As Ken resets the net, Ron hoses down the fish with seawater, then the gear again goes over the stern. Tom takes the wheel, and off we go once more.

Eight-thirty:
In a single motion, each sternman swings his fishpick (a sawed-off broomhandle with a nail through one end) into a fish, mentally grades it, and flips it into the appropriate crate.

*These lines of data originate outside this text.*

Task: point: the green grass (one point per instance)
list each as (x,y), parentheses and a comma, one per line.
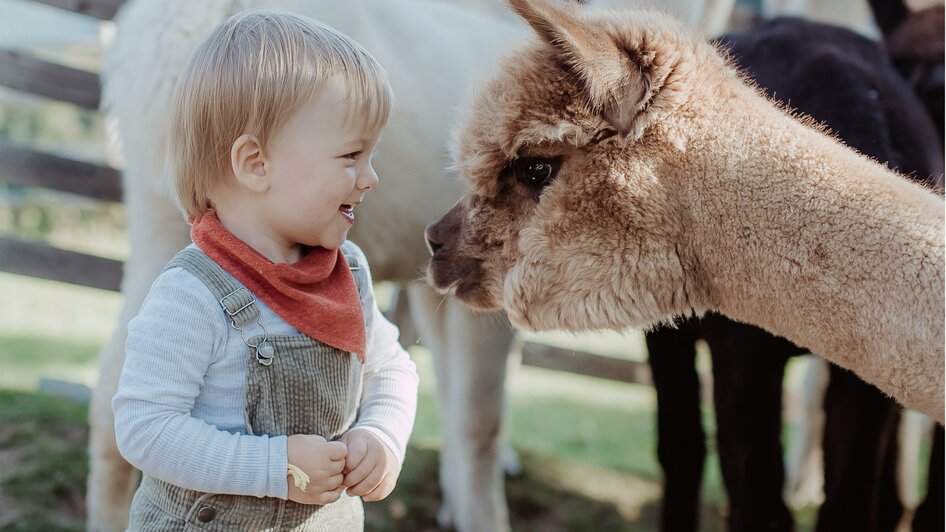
(587,444)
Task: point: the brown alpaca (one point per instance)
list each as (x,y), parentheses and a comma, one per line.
(622,173)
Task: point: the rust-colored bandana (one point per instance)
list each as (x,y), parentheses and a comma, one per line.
(316,295)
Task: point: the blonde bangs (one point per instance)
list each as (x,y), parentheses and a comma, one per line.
(249,77)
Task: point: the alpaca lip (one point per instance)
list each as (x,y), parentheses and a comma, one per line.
(348,211)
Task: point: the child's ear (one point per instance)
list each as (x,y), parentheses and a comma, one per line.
(248,163)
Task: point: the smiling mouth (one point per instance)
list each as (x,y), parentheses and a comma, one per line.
(348,212)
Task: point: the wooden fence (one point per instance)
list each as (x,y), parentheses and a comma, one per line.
(28,168)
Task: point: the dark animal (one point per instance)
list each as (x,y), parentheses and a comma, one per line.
(845,81)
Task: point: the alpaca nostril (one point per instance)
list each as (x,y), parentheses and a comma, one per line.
(432,245)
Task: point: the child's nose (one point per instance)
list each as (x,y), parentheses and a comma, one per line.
(368,179)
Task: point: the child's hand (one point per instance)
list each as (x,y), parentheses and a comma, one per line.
(323,461)
(371,469)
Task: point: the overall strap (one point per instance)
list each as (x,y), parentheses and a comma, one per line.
(234,298)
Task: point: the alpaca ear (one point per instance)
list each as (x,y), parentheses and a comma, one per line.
(617,81)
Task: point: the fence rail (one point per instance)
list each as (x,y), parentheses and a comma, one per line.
(29,168)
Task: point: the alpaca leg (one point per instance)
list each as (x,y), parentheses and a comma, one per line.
(469,351)
(478,345)
(748,365)
(156,231)
(929,515)
(860,450)
(681,443)
(804,472)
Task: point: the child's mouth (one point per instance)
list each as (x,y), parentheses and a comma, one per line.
(348,212)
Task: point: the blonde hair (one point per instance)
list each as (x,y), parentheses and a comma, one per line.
(248,77)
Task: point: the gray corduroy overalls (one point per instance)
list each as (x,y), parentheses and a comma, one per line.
(294,385)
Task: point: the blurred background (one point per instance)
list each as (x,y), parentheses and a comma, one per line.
(587,443)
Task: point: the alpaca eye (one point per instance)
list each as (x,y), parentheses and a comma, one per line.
(536,173)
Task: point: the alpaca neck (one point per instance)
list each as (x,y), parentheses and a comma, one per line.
(805,238)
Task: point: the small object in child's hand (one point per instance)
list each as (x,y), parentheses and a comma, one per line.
(299,478)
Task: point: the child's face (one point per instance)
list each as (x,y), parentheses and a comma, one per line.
(319,165)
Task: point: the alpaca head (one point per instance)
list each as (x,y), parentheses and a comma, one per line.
(573,154)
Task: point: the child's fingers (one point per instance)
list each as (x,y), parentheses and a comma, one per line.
(369,483)
(335,450)
(383,490)
(330,496)
(335,467)
(357,450)
(361,472)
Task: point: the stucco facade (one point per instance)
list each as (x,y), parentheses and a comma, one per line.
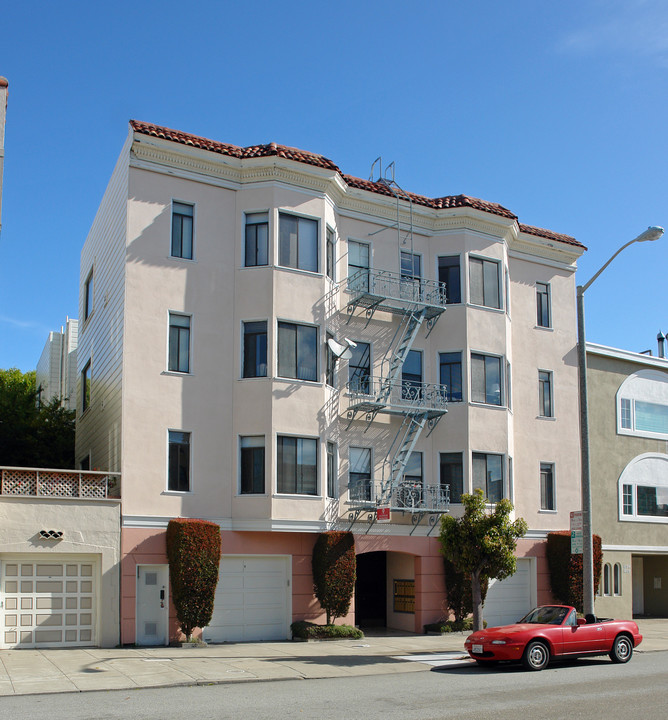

Bottomfish tend toward the primitive and primeval. It’s as if the net had scooped up a big dipper of antediluvian broth and poured it over the deck. The old-world cartographers who mapped the unknown western ocean and inscribed on their charts “Here be strange beasts” might have had groundfish in mind. Take the flounder: this fossil imprint of a fish, rarely more than an inch or so thick but often fourteen inches long, spends a lifetime lying on its left side; consequently, the left side becomes a kind of belly. And that’s good, because the flounder is so flat (hence the name “flatfish”) it has no belly worth talking about. When born, the flounder has eyes positioned normally. But soon the left eye migrates to the “top” so that the right side carries both eyes, and the mouth pivots in order to open and close horizontally as mouths do. The new bottomside loses its gray pigment of camouflage and turns fish-belly white.

Even more primordial is the monkfish, also called the “goosefish” and “angler fish”—the latter name deriving from the flexible spine tipped with a fishtail-shaped appendage that the creature dangles in front of its mouth. When a smaller something swims in to eat the “bait,” the monkfish gulps hugely to swallow whatever is near. The death-trap mouth is a cavernous thing, full not so much of spiky teeth as stalagmites and stalactites. But more: around the top half of the body are strange growths of skin resembling sea plants that give a resting monkfish the look of an old weedy stone. Under the mouth, where the pectoral fins should be, are two little finny, clawed hands that it uses to scrape out a depression to hunt from. If you’ve ever seen
Creature from the Black Lagoon,
then you have an idea of a monkfish.